McNeil served two terms as councillor for District 3 in the Cape Breton Regional Municipality and was widely respected for her ability to raise money.
A selfless and devoted volunteer, she was a supporter and advocate of Christmas Daddies and raised thousands of dollars over the years. She hosted hundreds of benefit dances helping needy families. McNeil also worked as a bartender at several bars and was a DJ and served as president of the Radio Club for many years.
She represented Canada in many sports such as baseball, broomball and was duly recognized and ranked fourth in Canada in the sport of darts. She was inducted into the Glace Bay Sports Hall of Fame.
She is survived by four brothers.
- Glace Bay
- Born: Aug. 28, 1953
- Died: Dec. 19, 2020
Iconic Glace Bay Little League Manager Henry Boutilier managed his hometown Colonels for more than 40 years and put the team and the town on the international baseball map.
Boutilier managed and coached the Glace Bay squad to Canadian Major Little League Championships in 1987, 1988, 1991, 1994 and 2003, advancing to the Little League World Series in Williamsport, Pa.

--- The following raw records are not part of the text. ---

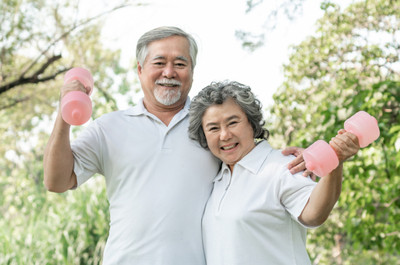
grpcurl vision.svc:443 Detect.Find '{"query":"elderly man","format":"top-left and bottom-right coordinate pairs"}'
top-left (44, 27), bottom-right (303, 265)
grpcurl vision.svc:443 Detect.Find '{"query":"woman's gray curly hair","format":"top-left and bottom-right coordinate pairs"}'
top-left (189, 81), bottom-right (269, 149)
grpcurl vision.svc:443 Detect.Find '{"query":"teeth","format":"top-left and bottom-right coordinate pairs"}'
top-left (222, 144), bottom-right (236, 150)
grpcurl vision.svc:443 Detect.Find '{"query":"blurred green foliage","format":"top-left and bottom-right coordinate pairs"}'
top-left (0, 0), bottom-right (138, 265)
top-left (0, 0), bottom-right (400, 265)
top-left (268, 0), bottom-right (400, 264)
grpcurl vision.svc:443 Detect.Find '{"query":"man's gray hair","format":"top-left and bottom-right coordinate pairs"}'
top-left (189, 81), bottom-right (269, 149)
top-left (136, 27), bottom-right (198, 70)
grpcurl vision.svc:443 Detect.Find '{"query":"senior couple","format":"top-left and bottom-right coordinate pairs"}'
top-left (44, 27), bottom-right (359, 265)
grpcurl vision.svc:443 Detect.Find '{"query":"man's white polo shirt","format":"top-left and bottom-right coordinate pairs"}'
top-left (72, 99), bottom-right (219, 265)
top-left (203, 141), bottom-right (316, 265)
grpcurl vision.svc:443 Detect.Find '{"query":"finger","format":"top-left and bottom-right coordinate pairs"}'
top-left (290, 161), bottom-right (306, 174)
top-left (288, 155), bottom-right (304, 169)
top-left (282, 146), bottom-right (302, 156)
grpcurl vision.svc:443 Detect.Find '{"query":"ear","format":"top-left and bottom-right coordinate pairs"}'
top-left (137, 62), bottom-right (142, 75)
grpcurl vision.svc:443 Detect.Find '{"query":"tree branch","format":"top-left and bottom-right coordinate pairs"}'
top-left (0, 55), bottom-right (69, 95)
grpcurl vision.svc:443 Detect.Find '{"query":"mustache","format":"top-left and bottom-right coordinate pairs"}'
top-left (155, 79), bottom-right (182, 86)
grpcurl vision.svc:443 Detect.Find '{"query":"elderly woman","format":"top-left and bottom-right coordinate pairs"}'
top-left (189, 82), bottom-right (359, 265)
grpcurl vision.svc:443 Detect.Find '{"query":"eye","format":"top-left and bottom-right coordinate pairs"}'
top-left (208, 126), bottom-right (218, 132)
top-left (228, 121), bottom-right (239, 126)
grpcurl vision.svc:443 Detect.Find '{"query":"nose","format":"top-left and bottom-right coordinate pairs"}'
top-left (219, 128), bottom-right (232, 141)
top-left (163, 63), bottom-right (176, 78)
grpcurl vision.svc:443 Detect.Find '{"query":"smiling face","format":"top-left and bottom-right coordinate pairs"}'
top-left (202, 99), bottom-right (255, 171)
top-left (138, 36), bottom-right (193, 109)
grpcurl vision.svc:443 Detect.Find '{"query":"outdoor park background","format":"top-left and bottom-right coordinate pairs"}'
top-left (0, 0), bottom-right (400, 265)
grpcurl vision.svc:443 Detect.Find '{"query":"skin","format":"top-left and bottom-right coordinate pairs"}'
top-left (202, 99), bottom-right (255, 171)
top-left (202, 99), bottom-right (360, 226)
top-left (43, 36), bottom-right (193, 193)
top-left (138, 36), bottom-right (193, 125)
top-left (299, 130), bottom-right (360, 226)
top-left (43, 36), bottom-right (304, 193)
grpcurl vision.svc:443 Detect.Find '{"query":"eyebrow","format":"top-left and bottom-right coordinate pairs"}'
top-left (205, 115), bottom-right (239, 127)
top-left (152, 55), bottom-right (189, 62)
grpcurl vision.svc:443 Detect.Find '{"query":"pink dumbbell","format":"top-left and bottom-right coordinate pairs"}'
top-left (303, 111), bottom-right (380, 177)
top-left (61, 67), bottom-right (94, 125)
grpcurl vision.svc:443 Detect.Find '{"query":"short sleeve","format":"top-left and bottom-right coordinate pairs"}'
top-left (71, 122), bottom-right (102, 187)
top-left (280, 161), bottom-right (317, 225)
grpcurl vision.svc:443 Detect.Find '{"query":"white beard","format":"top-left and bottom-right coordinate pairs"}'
top-left (154, 87), bottom-right (182, 106)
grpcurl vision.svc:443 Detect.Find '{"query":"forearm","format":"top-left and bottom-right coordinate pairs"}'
top-left (299, 163), bottom-right (343, 226)
top-left (43, 111), bottom-right (76, 192)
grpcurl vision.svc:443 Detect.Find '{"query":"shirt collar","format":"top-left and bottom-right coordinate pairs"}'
top-left (214, 140), bottom-right (273, 181)
top-left (124, 97), bottom-right (190, 116)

He also won two Canadian Big League championships with the Cape Breton Dodgers in 2009 and 2010.
He was inducted into the Nova Scotia Sport Hall of Fame and the Cape Breton Sport Hall of Fame and has been called the most recognized name in Little League across Canada and the United States.
Though his passion was baseball, Boutilier was also an accomplished teacher, guidance counsellor, vice-principal and principal. He also officiated and coached minor hockey.
Boutilier is survived by his wife, two daughters and one grandson.